Sybil sighed. ‘Yes, Sam, but that decent man needs a holiday out in the sunshine away from the smoke and the grime and the terrible spells.’

‘But they’re the best bits!’ said Vimes, laughing.

‘No, he needs a holiday. Everybody needs a holiday, Sam, even you.’

‘I’ve just had one, dear, thank you.’

‘No, you had a few days interspersed with fighting and floods and murders and I don’t know what else. Look at your desk, make certain everybody is on their toes, and then we’ll go down there for another week, do you hear me, Sam Vimes?’

1 The exchange scheme with the Quirm gendarmerie was working very well: they were getting instruction on policing a la Vimes, while the food in the Pseudopolis Yard canteen had been improved out of all recognition by Captain Emile, even though he used far too much avec.
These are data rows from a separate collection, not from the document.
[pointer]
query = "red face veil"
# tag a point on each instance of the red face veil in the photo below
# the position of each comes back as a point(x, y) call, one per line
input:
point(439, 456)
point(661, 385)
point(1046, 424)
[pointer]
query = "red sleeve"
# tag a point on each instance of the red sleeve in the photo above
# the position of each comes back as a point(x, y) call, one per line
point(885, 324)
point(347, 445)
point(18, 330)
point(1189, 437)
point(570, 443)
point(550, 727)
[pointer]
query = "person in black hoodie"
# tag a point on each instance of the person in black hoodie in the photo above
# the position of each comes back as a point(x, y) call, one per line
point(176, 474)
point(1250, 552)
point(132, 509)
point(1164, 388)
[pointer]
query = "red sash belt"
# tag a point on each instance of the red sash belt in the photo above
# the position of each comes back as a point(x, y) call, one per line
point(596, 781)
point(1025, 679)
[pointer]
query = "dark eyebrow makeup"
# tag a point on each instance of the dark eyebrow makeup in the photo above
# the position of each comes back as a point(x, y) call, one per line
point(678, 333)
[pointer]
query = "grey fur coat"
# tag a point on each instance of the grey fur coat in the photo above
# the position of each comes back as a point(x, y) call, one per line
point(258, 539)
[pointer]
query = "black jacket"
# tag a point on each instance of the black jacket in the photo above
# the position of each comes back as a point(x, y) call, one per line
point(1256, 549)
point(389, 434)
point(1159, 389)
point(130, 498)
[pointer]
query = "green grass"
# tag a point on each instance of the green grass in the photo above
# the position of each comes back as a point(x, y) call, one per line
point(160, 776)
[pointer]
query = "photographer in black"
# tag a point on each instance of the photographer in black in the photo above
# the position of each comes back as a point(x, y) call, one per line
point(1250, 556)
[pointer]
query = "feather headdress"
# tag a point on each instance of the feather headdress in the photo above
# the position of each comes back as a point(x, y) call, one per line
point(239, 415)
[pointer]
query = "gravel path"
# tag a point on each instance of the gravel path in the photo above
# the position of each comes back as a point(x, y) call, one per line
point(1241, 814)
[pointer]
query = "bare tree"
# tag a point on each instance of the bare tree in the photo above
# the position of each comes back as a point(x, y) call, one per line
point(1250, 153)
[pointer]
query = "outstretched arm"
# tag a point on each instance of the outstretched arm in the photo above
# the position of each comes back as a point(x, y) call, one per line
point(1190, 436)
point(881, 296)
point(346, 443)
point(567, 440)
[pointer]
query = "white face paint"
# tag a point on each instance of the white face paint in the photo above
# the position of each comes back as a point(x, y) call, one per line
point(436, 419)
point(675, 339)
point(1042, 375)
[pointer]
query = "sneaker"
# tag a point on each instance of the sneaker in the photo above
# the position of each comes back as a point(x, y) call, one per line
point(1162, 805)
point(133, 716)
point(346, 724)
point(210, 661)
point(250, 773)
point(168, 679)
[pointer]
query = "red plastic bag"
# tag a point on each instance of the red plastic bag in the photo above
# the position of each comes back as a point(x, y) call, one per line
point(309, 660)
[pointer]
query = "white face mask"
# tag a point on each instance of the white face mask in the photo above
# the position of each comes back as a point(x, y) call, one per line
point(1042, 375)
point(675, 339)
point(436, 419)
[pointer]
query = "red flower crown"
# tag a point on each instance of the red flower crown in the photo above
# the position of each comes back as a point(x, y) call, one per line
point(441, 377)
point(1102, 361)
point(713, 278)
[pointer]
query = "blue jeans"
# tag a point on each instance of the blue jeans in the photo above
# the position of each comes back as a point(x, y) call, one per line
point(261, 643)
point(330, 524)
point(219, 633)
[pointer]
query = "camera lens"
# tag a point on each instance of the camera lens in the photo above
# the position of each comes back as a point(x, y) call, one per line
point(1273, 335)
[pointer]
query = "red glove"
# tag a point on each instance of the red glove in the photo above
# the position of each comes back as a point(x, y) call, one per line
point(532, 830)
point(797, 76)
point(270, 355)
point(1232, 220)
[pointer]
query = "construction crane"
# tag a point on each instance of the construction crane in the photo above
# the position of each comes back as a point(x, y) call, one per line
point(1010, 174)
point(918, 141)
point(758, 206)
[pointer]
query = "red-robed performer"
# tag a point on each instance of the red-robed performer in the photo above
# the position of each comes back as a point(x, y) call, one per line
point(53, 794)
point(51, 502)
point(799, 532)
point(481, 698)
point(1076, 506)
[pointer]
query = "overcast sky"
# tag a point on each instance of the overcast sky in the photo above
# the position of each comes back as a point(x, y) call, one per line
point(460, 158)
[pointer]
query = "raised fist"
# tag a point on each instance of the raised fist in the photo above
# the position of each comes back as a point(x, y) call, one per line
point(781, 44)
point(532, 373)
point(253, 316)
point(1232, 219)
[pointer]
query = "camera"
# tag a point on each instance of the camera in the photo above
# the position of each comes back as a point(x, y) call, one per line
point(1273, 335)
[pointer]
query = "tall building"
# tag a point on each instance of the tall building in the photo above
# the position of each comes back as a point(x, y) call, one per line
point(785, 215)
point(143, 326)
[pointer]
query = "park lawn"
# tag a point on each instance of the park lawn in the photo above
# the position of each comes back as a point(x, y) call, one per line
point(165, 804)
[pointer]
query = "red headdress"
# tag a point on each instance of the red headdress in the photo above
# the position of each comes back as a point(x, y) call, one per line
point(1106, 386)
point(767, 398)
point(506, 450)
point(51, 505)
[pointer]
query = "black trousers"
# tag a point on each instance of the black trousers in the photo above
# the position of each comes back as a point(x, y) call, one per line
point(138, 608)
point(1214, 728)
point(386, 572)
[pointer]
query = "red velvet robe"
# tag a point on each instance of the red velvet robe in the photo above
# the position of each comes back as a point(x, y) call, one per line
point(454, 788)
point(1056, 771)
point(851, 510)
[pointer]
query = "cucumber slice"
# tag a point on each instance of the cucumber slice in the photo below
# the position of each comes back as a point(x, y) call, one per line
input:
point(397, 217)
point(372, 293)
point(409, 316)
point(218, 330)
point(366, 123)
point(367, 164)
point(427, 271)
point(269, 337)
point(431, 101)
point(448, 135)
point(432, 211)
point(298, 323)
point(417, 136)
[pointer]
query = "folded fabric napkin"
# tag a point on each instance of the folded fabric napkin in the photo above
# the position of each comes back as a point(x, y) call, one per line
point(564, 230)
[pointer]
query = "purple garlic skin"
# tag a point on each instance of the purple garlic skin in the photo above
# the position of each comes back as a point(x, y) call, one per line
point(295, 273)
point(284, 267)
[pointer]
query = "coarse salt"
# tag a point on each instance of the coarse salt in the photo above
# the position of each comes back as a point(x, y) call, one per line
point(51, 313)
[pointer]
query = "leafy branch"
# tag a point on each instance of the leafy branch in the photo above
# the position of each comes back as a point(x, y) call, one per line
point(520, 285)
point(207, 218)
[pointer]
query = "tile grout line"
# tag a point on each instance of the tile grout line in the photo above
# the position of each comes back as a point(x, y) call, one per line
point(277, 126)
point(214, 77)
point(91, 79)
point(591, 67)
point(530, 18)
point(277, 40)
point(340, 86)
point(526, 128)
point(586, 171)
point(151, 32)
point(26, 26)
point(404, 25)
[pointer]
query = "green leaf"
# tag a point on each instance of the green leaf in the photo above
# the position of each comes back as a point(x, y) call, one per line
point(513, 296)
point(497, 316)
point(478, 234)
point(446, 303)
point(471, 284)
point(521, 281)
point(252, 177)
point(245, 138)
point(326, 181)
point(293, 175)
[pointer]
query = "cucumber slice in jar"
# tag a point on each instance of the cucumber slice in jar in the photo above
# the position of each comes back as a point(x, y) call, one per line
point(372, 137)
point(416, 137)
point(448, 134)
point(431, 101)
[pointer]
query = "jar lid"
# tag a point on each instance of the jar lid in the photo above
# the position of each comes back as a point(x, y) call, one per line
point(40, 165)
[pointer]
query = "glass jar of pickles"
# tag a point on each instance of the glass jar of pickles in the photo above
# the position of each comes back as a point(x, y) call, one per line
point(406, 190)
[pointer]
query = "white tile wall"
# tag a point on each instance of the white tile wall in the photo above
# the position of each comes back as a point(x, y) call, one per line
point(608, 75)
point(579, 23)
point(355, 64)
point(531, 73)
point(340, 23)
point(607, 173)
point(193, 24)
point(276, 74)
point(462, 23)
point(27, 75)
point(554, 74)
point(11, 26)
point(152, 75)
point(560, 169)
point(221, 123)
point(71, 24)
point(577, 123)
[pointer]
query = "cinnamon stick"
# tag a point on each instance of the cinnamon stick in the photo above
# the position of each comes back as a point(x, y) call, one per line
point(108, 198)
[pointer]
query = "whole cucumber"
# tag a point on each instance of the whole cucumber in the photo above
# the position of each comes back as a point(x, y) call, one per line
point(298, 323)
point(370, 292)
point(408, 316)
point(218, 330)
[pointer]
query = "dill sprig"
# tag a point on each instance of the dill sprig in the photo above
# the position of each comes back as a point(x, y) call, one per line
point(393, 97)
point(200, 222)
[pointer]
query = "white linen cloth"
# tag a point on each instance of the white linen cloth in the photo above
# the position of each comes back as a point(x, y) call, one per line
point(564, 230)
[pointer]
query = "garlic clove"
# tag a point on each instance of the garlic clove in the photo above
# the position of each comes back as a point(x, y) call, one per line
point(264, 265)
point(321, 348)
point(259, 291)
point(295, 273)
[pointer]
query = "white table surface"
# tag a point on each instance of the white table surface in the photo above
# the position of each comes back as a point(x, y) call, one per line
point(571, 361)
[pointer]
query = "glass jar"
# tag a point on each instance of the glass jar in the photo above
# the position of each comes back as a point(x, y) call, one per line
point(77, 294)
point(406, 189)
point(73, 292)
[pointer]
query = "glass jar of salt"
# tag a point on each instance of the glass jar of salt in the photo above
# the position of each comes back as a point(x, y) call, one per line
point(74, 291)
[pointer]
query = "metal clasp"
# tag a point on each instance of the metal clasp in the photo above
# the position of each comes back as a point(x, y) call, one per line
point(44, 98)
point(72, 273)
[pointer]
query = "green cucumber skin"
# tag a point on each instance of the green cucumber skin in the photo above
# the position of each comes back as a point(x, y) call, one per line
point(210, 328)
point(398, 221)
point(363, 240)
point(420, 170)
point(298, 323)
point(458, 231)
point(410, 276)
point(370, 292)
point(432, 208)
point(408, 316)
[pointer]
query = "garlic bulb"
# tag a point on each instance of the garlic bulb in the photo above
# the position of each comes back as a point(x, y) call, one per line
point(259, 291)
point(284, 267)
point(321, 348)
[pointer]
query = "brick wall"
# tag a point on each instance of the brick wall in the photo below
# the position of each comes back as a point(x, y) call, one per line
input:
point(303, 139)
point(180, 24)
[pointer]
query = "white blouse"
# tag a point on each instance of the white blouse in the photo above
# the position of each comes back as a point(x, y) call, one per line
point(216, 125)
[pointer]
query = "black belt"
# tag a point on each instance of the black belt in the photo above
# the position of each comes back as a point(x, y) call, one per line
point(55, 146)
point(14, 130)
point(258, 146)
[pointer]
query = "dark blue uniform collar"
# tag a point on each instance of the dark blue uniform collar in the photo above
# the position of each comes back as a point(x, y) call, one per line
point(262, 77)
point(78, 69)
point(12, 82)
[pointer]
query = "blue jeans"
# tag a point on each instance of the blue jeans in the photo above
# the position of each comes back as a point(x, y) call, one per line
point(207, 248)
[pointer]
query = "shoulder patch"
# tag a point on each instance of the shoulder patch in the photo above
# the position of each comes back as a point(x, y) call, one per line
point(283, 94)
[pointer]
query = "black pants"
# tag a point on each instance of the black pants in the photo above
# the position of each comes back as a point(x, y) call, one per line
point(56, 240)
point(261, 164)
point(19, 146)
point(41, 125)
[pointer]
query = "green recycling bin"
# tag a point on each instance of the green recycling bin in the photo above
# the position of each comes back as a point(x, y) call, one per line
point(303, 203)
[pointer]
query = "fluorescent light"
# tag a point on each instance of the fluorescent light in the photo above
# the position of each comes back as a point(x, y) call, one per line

2 And thenceforth would be glad to get a gentle second place in almost every domestic decision. Lady Sybil took the view that her darling husband’s word was law for the City Watch while, in her own case, it was a polite suggestion to be graciously considered.

3 Apart, that is, from the line of artistically naked ladies along its parapets. They were holding urns; urns is art.

4 It was tricky; to Vimes all men were equal but, well, obviously a sergeant wasn’t as equal as a captain and a captain wasn’t as equal as a commander and as for Corporal Nobby Nobbs … well, nobody could be the equal of Corporal Nobby Nobbs.

5 Metal, in the circumstances, would not be appropriate … or safe.

6 Not to mention Blackboard Monitor Vimes, a figure of note in dwarfish society.

7 Willikins was an excellent butler and/or gentleman’s gentleman when the occasion required it, but in a long career he had also been an enthusiastic street fighter, and knew enough never to turn his back on anybody who could possibly have a weapon on them.

8 Later on Vimes pondered Willikins’ accurate grasp of the plural noun in the circumstances, but there you were; if someone hung around in houses with lots of books in them, some of it rubbed off just as, come to think of it, it had on Vimes.

9 More than once watchmen had found handwritten suicide notes which on careful examination weren’t in the right handwriting.

10 Saddle pork was invented some time around the Year of the Stoat by Reverend Joseph ‘Causality’ Robinson, rector of All Saints and Three Sinners in the parish of Lower Overhang. As far as can be determined from notes made by his contemporaries, the game may be considered an amalgam of spillikins, halma and brandy. No known rules exist, if, indeed, there ever really were any.

11 Sybil had explained to Vimes that in the country one dresses at least a decade earlier than in the city, hence the bustle, and, for Vimes, a pair of breeches: the ancient ones with trap doors front and rear and a slightly distressing smell all over.

12 See Dr Bentley Purchase, The Vicar is Coming to Tea and One Hundred and Twenty-seven Other Warnings of Social Embarrassment (Unseen University Press).

13 It was all a mystery to Vimes, who was absolutely sure that it was impossible to tell the difference between a chicken fart and a turkey fart, but there were those who professed to be able to do so, and he was glad that such people had chosen this outlet for their puzzling inclinations rather than, for example, fill their sink with human skulls, collected in the high street.